2022-06-02

The Bear Market Hasn't Even Begun

Or why sentiment is still extremely bullish.

Yahoo: Investor fears set the table for an 'echo bubble' down the road

"I think sentiment is starting to set up as a contrarian movement with [the latest University of Michigan survey data] added to it," Sonders said, referencing her earlier tweet noting consumer expectations for stock prices are at a six-year low.

"I think [on] the behavioral side — what investors are actually doing — we're not quite there yet," Sonders adds.

Separately, a growing chorus of Wall Street analysts and traders are the sounding alarm bells on a final bear market capitulation. By implication, this means all rallies are suspect until the air clears. That may take time, as the Fed isn't likely to blink for at least a couple meetings.

On the flip side, not everyone is bearish and holding out for a final washout. Yves Lamoureux, president of Lamoureux & Co., maintains his longer-term bullish thesis for stocks into 2025.

"To me the price bottom is in. I do not expect another low in indices. The new bull market begins in earnest amid the chaos and massive panic as usual," he wrote to Yahoo Finance in a note.

Lamoureux sticks by his thesis that the 40-year trend lower in interest rates is not over — and that there will be a new deflationary scare. This will force the Fed to pivot as the economy slows, with lower rates inciting a new tech bubble trade. Or so goes the theory.

"If correct, we will see a dramatic shift of fear to FOMO, especially in tech stocks," Lamoureux writes. "They're long duration assets and they'll rally hard once market participants see rates trending lower. The tech rally will be an 'echo bubble' of the previous recent one."

Perhaps not a market for the herd to fear, after all.

Lamoureux's framework is logical. He's saying this is another correction within the 2009-??? bull market and that the conditions that produced the deep corrections of 2011, 2015, 2018 and 20202 are still operating.

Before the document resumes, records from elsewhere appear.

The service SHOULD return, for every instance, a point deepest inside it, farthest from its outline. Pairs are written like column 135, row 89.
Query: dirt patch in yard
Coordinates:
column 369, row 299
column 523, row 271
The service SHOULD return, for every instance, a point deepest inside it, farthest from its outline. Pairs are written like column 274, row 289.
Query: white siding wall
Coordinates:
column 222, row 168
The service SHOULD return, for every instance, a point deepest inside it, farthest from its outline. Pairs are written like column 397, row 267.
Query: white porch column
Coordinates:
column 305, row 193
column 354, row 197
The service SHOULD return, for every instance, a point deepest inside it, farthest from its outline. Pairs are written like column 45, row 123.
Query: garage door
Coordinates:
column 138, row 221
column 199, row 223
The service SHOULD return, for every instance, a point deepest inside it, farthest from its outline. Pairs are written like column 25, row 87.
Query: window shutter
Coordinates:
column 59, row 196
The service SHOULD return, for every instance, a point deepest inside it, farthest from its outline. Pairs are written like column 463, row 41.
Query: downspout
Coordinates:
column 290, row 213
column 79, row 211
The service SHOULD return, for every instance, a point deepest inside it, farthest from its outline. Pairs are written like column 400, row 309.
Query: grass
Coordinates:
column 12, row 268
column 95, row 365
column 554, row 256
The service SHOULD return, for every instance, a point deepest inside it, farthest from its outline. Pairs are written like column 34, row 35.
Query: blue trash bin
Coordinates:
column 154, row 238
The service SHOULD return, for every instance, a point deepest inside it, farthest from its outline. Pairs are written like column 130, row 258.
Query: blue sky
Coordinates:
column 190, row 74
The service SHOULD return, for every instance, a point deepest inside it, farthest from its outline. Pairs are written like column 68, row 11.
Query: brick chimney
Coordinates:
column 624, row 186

None of those were bear markets though, and neither is this correction if the low is in.

I think this time is different is because there has been no spike in the VIX despite five months of stock price declines. All the corrections since 2009 were sharp and swift. This one is more slow and plodding despite a few shocks. 

I also see investor complacency everywhere. I cannot say with 100 percent certainty that a bear market is underway because I do not know the future, but I can say with 100 percent certainty that the behavior of investors is 100 percent primed for a bear market. There has been no major rush for the exits. Most investors are sitting put and thinking this is another dip in the mold Lamoureux discusses. Maybe they get right one more time, who knows? 

Conditions have changed though: inflation is much higher than in any prior correction. There is no VIX capitulation spike, the put/call ratio remains elevated but with no spike, sentiment is increasingly bearish, but still extremely bullish on a long-term time frame.

I do think the inflation panic is overdone right here, but if I'm wrong about that, higher inflation will crater the market in the months ahead. The bigger risk is what I think is the more plausible bear scenario: inflation stays relatively high. Everyone looking for a Fed pause, pivot or return to 2009-2021 policy is assuming consumer inflation goes all the way back to 2 percent CPI. To get there will take a major deflationary event that sinks stocks. Without that, and without the CPI sliding much lower, inflation will settle higher than anticipated. Wage inflation will start breaking out as more workers demand double-digit pay increases to cover the multi-year rise in prices.

Bulls need inflation to collapse. They need inflation to collapse for a good reason, not a bad reason like a financial market panic, because stocks go down in that scenario. I don't see stocks going on to new highs or even going much higher at all with the S&P 500 Index already at 4120 as I'm typing.